The introduction of the robot into general surgery has increased the adoption of laparoscopic inguinal hernia repair. With a shorter learning curve than straight-stick laparoscopic techniques, use of the robotic platform for inguinal hernia repairs has grown more than 40-fold since 2012 [17]. However, relatively little literature exists regarding RIHR, especially in more complicated inguinal hernia cases such as those presented in the current study. In their recent report, Dewulf and colleagues were the first to report outcomes of TAPP RIHR after prostatectomy. In their cohort of 22 patients with prior transabdominal prostatectomy who underwent TAPP RIHR, the authors found the technique to be safe and feasible [8]. Our experience of 30 patients who underwent TAPP RIHR and who had prior open or laparoscopic prostatectomy supports the findings by Dewulf that robotic inguinal hernia repair is safe and effective in this patient population. We have provided useful technical suggestions that one can use to safely repair inguinal hernias in these patients. One of the biggest challenges of these re-operative hernia repairs is identifying landmarks after anatomical alterations of the abdominal wall and inguinal structures. From our experience, the robotic platform improves both the visualization and access to pelvic structures which may improve the outcomes of these complicated repairs. Successful hernia repair in these patients requires careful dissection of the prevesical space to avoid damage to the bladder. As noted by others, we have found that this space can become intensely scared after radical prostatectomy. The magnified, 3D visualization via the robotic platform enabled clear identification of specific tissue planes despite this. Robot-enabled wrist articulation facilitated relatively easy intracorporal mesh fixation and closure of the overlying peritoneum.
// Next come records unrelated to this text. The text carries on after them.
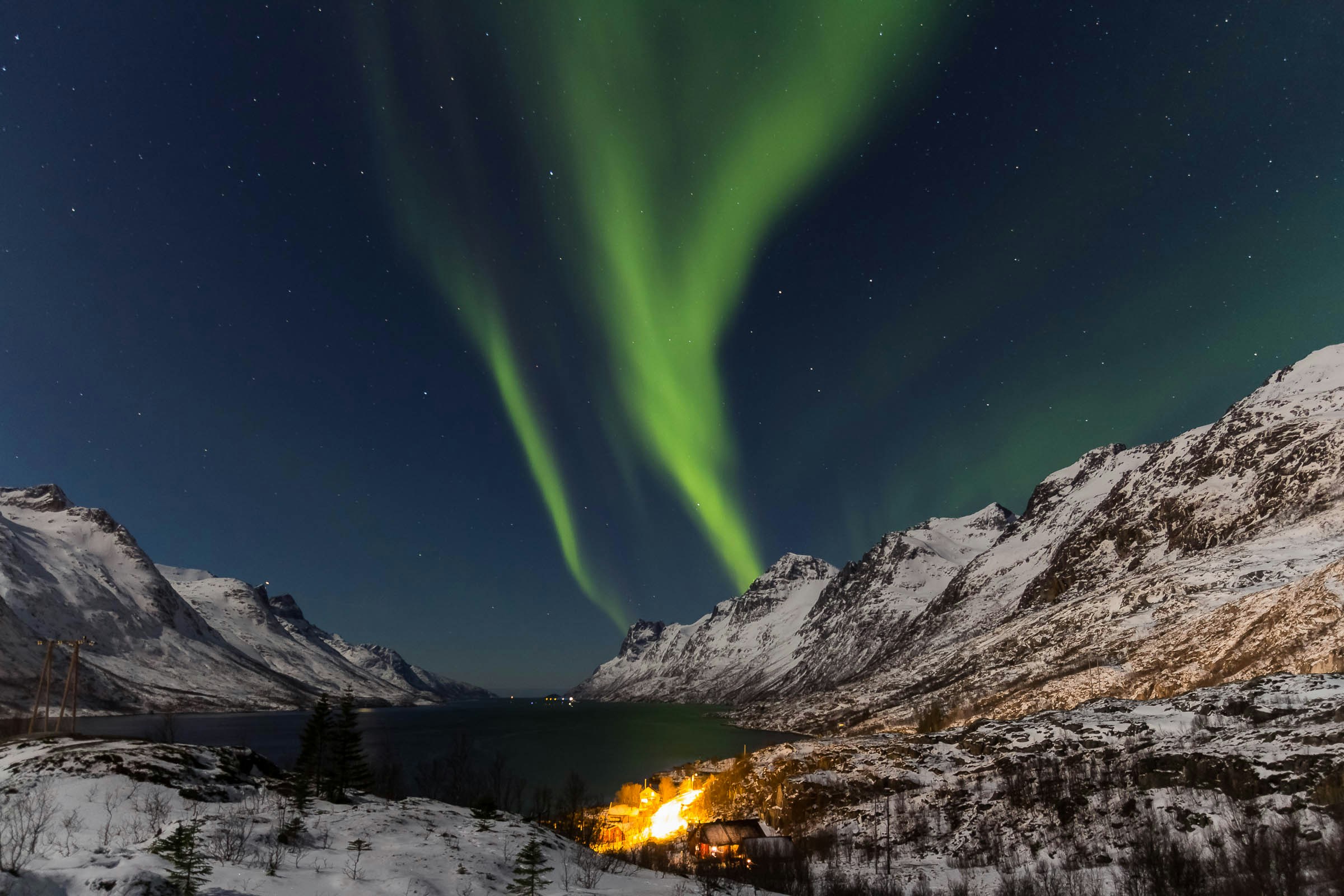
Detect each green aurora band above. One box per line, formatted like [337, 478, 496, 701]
[363, 0, 937, 626]
[524, 0, 933, 590]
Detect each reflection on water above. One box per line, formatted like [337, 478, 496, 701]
[80, 700, 796, 796]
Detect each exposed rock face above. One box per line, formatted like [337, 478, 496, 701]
[574, 504, 1012, 704]
[696, 674, 1344, 893]
[0, 485, 485, 711]
[577, 345, 1344, 731]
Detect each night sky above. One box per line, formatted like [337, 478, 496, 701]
[0, 0, 1344, 692]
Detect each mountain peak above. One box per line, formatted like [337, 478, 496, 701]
[1236, 344, 1344, 410]
[747, 553, 836, 594]
[0, 482, 71, 511]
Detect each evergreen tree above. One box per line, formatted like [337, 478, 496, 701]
[295, 694, 332, 811]
[505, 837, 555, 896]
[295, 766, 313, 816]
[151, 822, 209, 896]
[326, 687, 371, 802]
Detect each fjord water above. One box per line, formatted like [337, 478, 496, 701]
[80, 700, 797, 798]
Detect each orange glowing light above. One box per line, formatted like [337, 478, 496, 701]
[649, 790, 704, 839]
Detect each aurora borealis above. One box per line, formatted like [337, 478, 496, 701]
[0, 0, 1344, 688]
[370, 3, 938, 629]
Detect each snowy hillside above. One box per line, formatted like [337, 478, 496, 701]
[0, 738, 689, 896]
[574, 505, 1012, 703]
[575, 345, 1344, 732]
[0, 485, 485, 711]
[680, 674, 1344, 893]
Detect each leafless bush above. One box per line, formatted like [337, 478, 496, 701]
[98, 785, 125, 846]
[289, 834, 312, 870]
[255, 832, 285, 877]
[202, 810, 254, 864]
[0, 783, 57, 875]
[574, 849, 615, 889]
[136, 787, 172, 834]
[60, 809, 83, 856]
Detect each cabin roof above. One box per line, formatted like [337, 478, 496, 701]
[696, 818, 765, 846]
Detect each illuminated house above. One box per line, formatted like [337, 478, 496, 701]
[689, 818, 793, 862]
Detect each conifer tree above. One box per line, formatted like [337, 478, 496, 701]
[505, 837, 555, 896]
[295, 694, 332, 813]
[328, 687, 370, 802]
[151, 822, 209, 896]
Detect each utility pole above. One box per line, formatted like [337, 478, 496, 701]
[28, 637, 94, 735]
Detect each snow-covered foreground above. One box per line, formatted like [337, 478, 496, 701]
[685, 674, 1344, 896]
[0, 738, 710, 896]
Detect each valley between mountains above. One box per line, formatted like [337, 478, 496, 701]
[572, 345, 1344, 734]
[0, 485, 491, 712]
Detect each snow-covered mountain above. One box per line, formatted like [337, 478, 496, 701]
[574, 504, 1014, 704]
[0, 485, 487, 710]
[575, 345, 1344, 731]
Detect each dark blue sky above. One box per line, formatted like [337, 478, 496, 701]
[0, 3, 1344, 690]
From our experience with RIHR over the past 3 years, we expect the improved dexterity, precision and control of the robotic platform to broaden the applicability of the TAPP approach into these challenging inguinal hernias and change the standard of care.

Limitations

This study is limited due to its retrospective design, small sample size, and lack of head-to-head comparisons with other techniques. Therefore, no conclusions can be made regarding the best surgical approach for inguinal hernia repair in patients with prior prostatectomy. In addition, since our follow-up was relatively short, our reported outcomes may be limited to the operative and early postoperative courses. To evaluate recurrence rates in these patients after RIHR, longer follow-up period will be necessary. Thus, future large, randomized studies with longer follow-up periods should be conducted to compare different inguinal repair approaches in this patient population.

Conclusion

TAPP RIHR is a safe and effective approach to inguinal hernia repair in patients who have previously undergone prostatectomy, including those who received radiation and those who underwent either open or robotic prostate resections. Further higher-powered, multi-surgeon prospective studies are needed to validate these findings.